As far as the real estate and mortgage industries are concerned, rates are supposed to rise throughout 2014. However, it’s now almost halfway through 2014 and rates have really not risen very much, and are definitely not up to 5.1% as the Mortgage Banker’s Association predicted at the end of 2013. For homebuyers, this is, of course, excellent news.
To someone not in the know, this may seem strange. But let’s take a minute to look at what affects interest rates:
Mortgage Bonds. Mortgage Bonds are in demand right now because our economy has not recovered quite as quickly as we would have liked. Job growth and mortgage applications have both slowed down.

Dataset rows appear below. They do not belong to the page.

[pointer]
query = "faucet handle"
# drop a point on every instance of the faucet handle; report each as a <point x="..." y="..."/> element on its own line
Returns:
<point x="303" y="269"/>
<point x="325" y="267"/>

When mortgage bonds are in demand, mortgage interest rates remain low, and that’s the case right now.
Inflation. When inflation happens at a fast rate, mortgage bonds become less desirable investments. Right now, there is very little inflation, meaning that mortgage bonds are in demand, keeping your interest rates down.
The Taper. Currently, the Federal Reserve is buying billions of treasury bonds. They’re going to stop, soon, though, and have begun tapering off their buying so that interest rates can start to rise a bit. But until that happens in entirety, the Federal Reserve is artificially keeping mortgage interest rates low.
These are the things currently affecting your mortgage rates, and it’s my job to understand them and to keep you aware of your options.